Bei Allergikern des späten Typs (Typ IV) sollte dies kein Problem sein, da kein direkter Hautkontakt besteht. Bisher haben wir keine Rückmeldung erhalten, dass eine Latexallergie durch eine Naturlatexmatratze verursacht wurde. Gleiches gilt für Allergiker. Gummimatratzen, Gummipuffer, Windeln, Wärmflaschen Wählen Sie eine geeignete Matratze für Allergiker.

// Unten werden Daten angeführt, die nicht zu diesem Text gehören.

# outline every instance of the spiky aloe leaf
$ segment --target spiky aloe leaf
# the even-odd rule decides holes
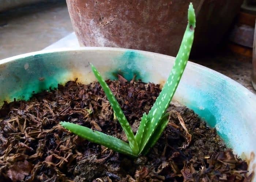
[[[129,155],[135,155],[129,144],[115,137],[87,127],[68,122],[60,124],[72,132],[93,142],[103,145],[115,151]]]
[[[188,25],[170,75],[147,116],[146,124],[144,125],[144,126],[140,126],[138,129],[138,132],[141,132],[140,130],[144,131],[142,140],[139,144],[139,153],[143,150],[156,128],[158,128],[160,121],[159,119],[162,118],[169,107],[188,60],[194,39],[196,24],[195,10],[192,3],[189,7],[188,19]],[[136,136],[141,137],[138,135],[136,135]],[[136,138],[136,140],[139,141],[138,139]]]
[[[142,155],[146,155],[148,152],[149,149],[155,145],[167,126],[167,124],[169,122],[169,118],[170,114],[168,113],[166,113],[161,119],[157,128],[155,130],[155,132],[150,138],[149,141],[142,152]]]
[[[91,64],[91,67],[95,76],[102,87],[114,112],[126,135],[132,150],[134,154],[138,154],[139,147],[135,139],[135,136],[119,104],[106,82],[101,76],[96,68]]]

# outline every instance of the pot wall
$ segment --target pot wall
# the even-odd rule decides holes
[[[214,50],[242,0],[67,0],[82,46],[122,47],[176,56],[193,3],[196,28],[192,54]]]

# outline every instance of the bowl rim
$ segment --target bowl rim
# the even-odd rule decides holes
[[[148,55],[151,55],[152,56],[164,56],[167,57],[167,58],[172,58],[173,59],[175,59],[176,58],[176,57],[174,56],[152,52],[121,48],[100,47],[76,47],[74,48],[63,47],[32,52],[10,57],[3,59],[0,60],[0,65],[6,63],[8,62],[12,62],[12,61],[15,61],[16,59],[20,58],[23,58],[27,57],[34,56],[35,55],[39,54],[42,55],[45,54],[57,52],[61,53],[63,52],[68,52],[71,51],[109,51],[112,52],[116,51],[123,52],[125,52],[125,51],[136,51],[136,53],[142,53],[144,54],[147,54]],[[218,72],[217,71],[208,68],[206,66],[192,62],[189,60],[189,61],[188,62],[187,64],[190,64],[191,66],[197,67],[197,68],[201,70],[204,70],[205,71],[208,72],[212,74],[221,77],[230,82],[231,82],[231,83],[232,83],[233,85],[236,86],[236,88],[237,88],[237,87],[239,87],[240,89],[239,90],[240,90],[240,91],[242,91],[245,95],[248,95],[249,96],[250,96],[251,99],[253,98],[254,99],[255,99],[255,102],[256,102],[256,94],[255,94],[254,93],[253,93],[252,91],[250,91],[244,86],[236,81],[234,80],[233,80],[231,78],[220,73],[219,72]]]

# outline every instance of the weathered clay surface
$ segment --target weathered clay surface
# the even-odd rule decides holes
[[[190,1],[197,15],[195,52],[214,47],[242,0],[67,0],[80,44],[121,47],[176,56]]]

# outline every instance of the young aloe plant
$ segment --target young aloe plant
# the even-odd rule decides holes
[[[159,139],[169,122],[169,115],[166,113],[166,110],[178,87],[188,59],[196,25],[195,11],[192,3],[189,7],[188,18],[188,25],[173,67],[151,110],[147,115],[143,114],[135,136],[114,95],[99,72],[91,64],[94,74],[109,101],[114,115],[126,135],[129,144],[86,127],[65,122],[61,122],[60,124],[76,134],[120,153],[133,156],[146,154]]]

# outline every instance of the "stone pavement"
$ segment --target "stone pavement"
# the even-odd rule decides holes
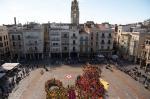
[[[40,74],[41,70],[44,69],[34,70],[23,79],[10,94],[9,99],[46,99],[44,85],[47,80],[55,77],[67,86],[74,84],[76,76],[82,74],[80,66],[53,66],[48,72],[44,70],[43,75]],[[68,74],[72,75],[69,80],[66,78]],[[111,72],[103,68],[102,79],[110,84],[106,99],[149,99],[150,97],[150,91],[119,70],[113,69]]]

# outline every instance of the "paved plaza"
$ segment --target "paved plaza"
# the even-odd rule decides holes
[[[102,69],[102,79],[110,85],[106,99],[149,99],[150,91],[130,76],[115,67],[110,71],[104,65],[99,66]],[[82,66],[79,65],[49,66],[48,69],[49,71],[43,68],[31,71],[30,75],[16,86],[9,99],[46,99],[44,86],[47,80],[56,78],[61,80],[64,86],[73,85],[76,77],[82,74]],[[41,70],[44,71],[43,75]],[[66,75],[71,75],[71,79],[67,79]]]

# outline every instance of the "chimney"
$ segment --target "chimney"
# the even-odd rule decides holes
[[[14,17],[14,24],[16,25],[16,17]]]

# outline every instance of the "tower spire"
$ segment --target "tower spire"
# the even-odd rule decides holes
[[[71,23],[73,25],[79,25],[79,7],[78,1],[73,0],[71,5]]]

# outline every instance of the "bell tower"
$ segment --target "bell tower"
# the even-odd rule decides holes
[[[79,6],[77,0],[73,0],[71,4],[71,24],[79,25]]]

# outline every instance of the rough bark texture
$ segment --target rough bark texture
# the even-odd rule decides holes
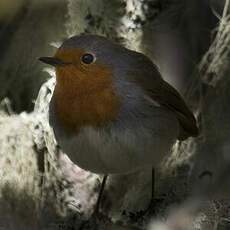
[[[156,197],[163,199],[151,213],[141,212],[150,201],[151,169],[111,176],[98,229],[229,229],[229,1],[211,3],[24,0],[10,13],[6,3],[0,7],[0,98],[10,99],[0,104],[2,229],[79,229],[93,211],[101,176],[78,168],[58,148],[47,119],[55,76],[37,62],[54,51],[51,42],[85,32],[154,59],[165,79],[187,91],[202,130],[176,143],[159,166]],[[211,33],[218,22],[212,12],[222,11]],[[31,112],[16,113],[23,110]],[[95,226],[91,219],[88,229]]]

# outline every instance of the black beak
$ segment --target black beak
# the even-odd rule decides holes
[[[39,61],[42,61],[46,64],[52,65],[52,66],[65,66],[65,65],[70,65],[72,64],[71,62],[64,62],[59,58],[55,58],[55,57],[40,57],[38,59]]]

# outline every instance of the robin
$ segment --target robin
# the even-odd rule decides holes
[[[49,122],[62,150],[83,169],[108,174],[155,167],[176,140],[198,134],[180,94],[145,55],[97,35],[67,39],[54,57]]]

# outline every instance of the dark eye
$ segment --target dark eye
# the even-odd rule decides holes
[[[95,57],[92,54],[86,53],[82,55],[81,61],[85,64],[91,64],[95,61]]]

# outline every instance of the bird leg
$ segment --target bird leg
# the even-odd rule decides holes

Bei einer Allergie gegen eine Latexmatratze treten die Symptome vor allem bei Rückenschmerzen auf.

Latexallergien & Latexprodukte für Menschen mit Allergien Unsere Allergiematratzen im Überblick

Trotz Latexproblemen auf natürlichen Latexmatratzen übernachten? Das eco-Institut Köln gibt eine Erklärung zu Latexmatratzen und Latexallergien ab, die besonders für Menschen mit Allergie interessant ist. Folgende Angaben zu Latexmatratzen und Latexallergien wurden 1998 vom eco-Institut Köln (damals noch eco-Umweltinstitut) zusammengetragen. Für Babyprodukte aus Latex, die wesentlich stärker mit den Schamlippen in Kontakt kommen können als für Latexmatratzen, hat das BfR 2010 entschieden, dass ein Hinweis auf die mögliche Auslöschung von Allergie unterbleibt, wenn der Produzent nachweisen kann, dass antiallergieauslösende Eiweiße abgetrennt wurden und daher bei einer Rückstandsuntersuchung mit modernsten verfahrenstechnischen Methoden nicht mehr nachweisbar waren.

Statement von Dr. Kuebart vom eco-Institut Köln zu Latexmatratzen und Latexallergie: Frage: Kann das Betreten einer Latexmatratze eine Allergie gegen Latex auslösen? In der 60-jährigen Firmengeschichte von Matratzen aus natürlichem Latex wurde ein solcher Sachverhalt nicht beachtet und nicht bewiesen. Dass eine solche Allergie durch den üblichen Einsatz einer sorgsam hergestellten Matratze aus eiweißarmem Latex hervorgerufen wird, kann als extrem niedrig erachtet werden.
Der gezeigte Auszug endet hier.